The World Meteorological Organization (WMO), Kenya Meteorological Department, Tanzania Meteorological Agency and Uganda National Meteorological Authority have issued warnings about the risks associated with higher rainfall.
The Famine Early Warning Systems Network says flooding along rivers and lakes, such as Lake Victoria, and flash floods in lowland areas of Ethiopia, Kenya, Somalia and Tanzania are likely to force people from their homes, lead to crop and livestock losses, and make it difficult for people to access food and work.
Map showing the affected areas of East Africa
“We are already experiencing high amounts of rainfall in some parts of the country, which is a clear sign of El Niño,” says Richard Lesiyampe, principal secretary of Kenya’s Ministry of Environment and Natural Resources. He says that some areas have seen more than 50 millimetres of rainfall a day, well above the average 20 millimetres.

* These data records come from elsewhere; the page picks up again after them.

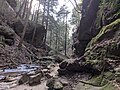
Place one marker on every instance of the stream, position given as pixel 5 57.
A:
pixel 9 77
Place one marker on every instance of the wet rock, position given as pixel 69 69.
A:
pixel 47 58
pixel 58 58
pixel 13 3
pixel 54 84
pixel 64 82
pixel 58 85
pixel 24 79
pixel 73 65
pixel 35 80
pixel 51 53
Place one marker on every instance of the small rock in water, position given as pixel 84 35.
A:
pixel 24 79
pixel 35 80
pixel 54 84
pixel 58 85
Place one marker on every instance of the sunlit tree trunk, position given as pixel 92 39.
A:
pixel 20 10
pixel 26 23
pixel 36 20
pixel 43 19
pixel 47 21
pixel 66 37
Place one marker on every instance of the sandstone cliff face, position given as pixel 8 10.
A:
pixel 99 33
pixel 8 17
pixel 100 21
pixel 10 28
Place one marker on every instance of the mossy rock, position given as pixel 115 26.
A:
pixel 109 86
pixel 101 80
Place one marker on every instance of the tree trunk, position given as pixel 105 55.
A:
pixel 35 24
pixel 26 23
pixel 66 37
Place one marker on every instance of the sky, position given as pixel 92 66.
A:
pixel 61 3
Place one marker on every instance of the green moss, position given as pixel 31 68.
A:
pixel 109 86
pixel 104 30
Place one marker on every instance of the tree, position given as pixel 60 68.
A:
pixel 26 23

According to Lesiyampe, the government and donor agencies have provided 6 billion shillings (around US$58 million) to prepare for the effects of El Niño.

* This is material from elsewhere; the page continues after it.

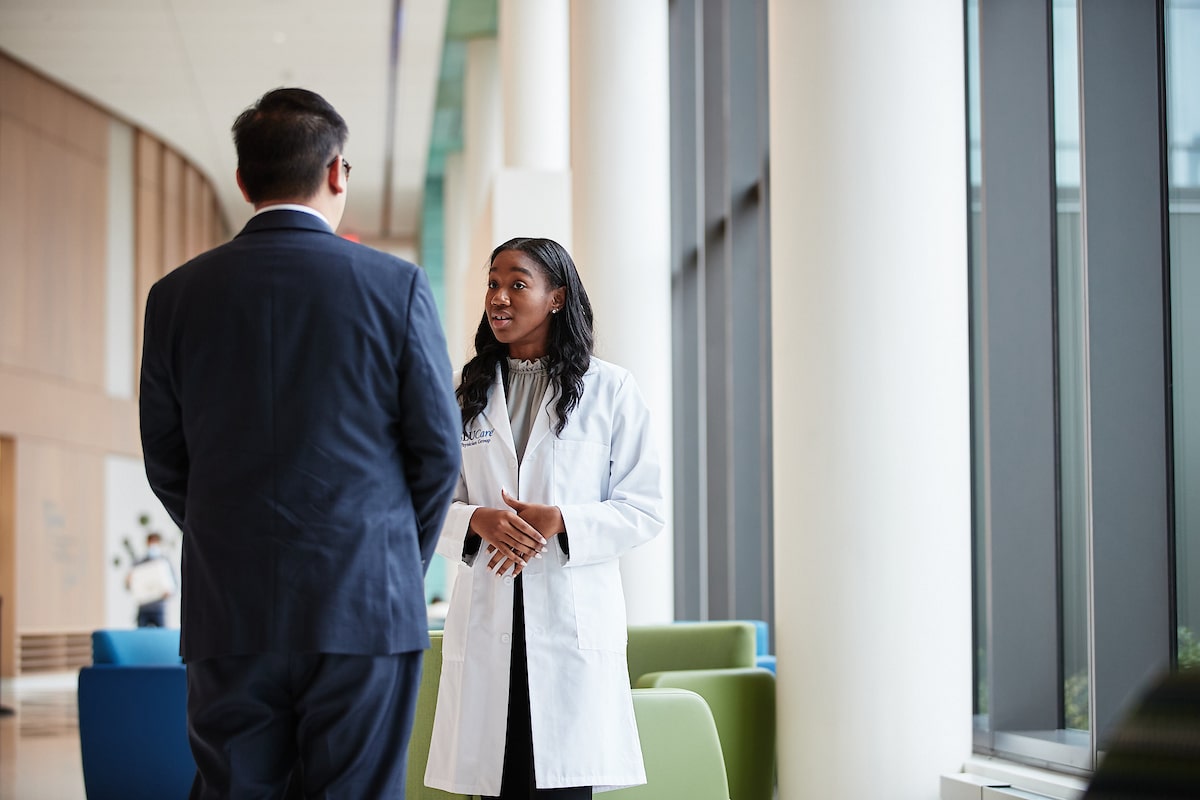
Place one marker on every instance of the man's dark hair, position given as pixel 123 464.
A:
pixel 285 143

For instance, camps have been set up to accommodate displaced people in areas prone to landslides, he says, and health workers will be available in at-risk areas to protect against waterborne diseases such as cholera.

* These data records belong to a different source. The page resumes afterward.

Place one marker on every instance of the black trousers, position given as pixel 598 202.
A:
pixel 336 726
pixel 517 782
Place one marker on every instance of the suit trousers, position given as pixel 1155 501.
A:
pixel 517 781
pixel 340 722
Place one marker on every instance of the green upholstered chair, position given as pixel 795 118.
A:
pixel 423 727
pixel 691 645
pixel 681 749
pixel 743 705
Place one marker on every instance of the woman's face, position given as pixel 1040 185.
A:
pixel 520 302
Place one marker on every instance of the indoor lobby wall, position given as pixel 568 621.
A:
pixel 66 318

The government also says it will vaccinate livestock against Rift Valley fever, a mosquito-borne disease that also affects humans. The disease is likely to surge if flooding increases the standing water available for the insects to breed in.
County governments have built dykes to control the levels of rivers in western Kenya that usually burst their banks during heavy rain. Kenya also has 76 automated weather stations giving up-to-date rain data to the meteorological department, which relays this to the public through the media. Samuel Mbuya, a meteorologist at the Tanzania Meteorological Agency, says his country is well prepared to cope with the effects of the rains, and urges “citizens, especially in northern Tanzania, to be alert and follow weather updates issued by meteorologists.”
In Uganda, however, Grace Sana, a farmer from Mukono district in the centre of the country, says she fears that high rainfall could cause the loss of her crops.
In the long term, East African farmers should also prepare for the drought that is likely to follow the El Niño rains by picking drought-tolerant crop varieties, advises Rodney Lunduka, a socioeconomist who works for the International Maize and Wheat Improvement Center in Zambia.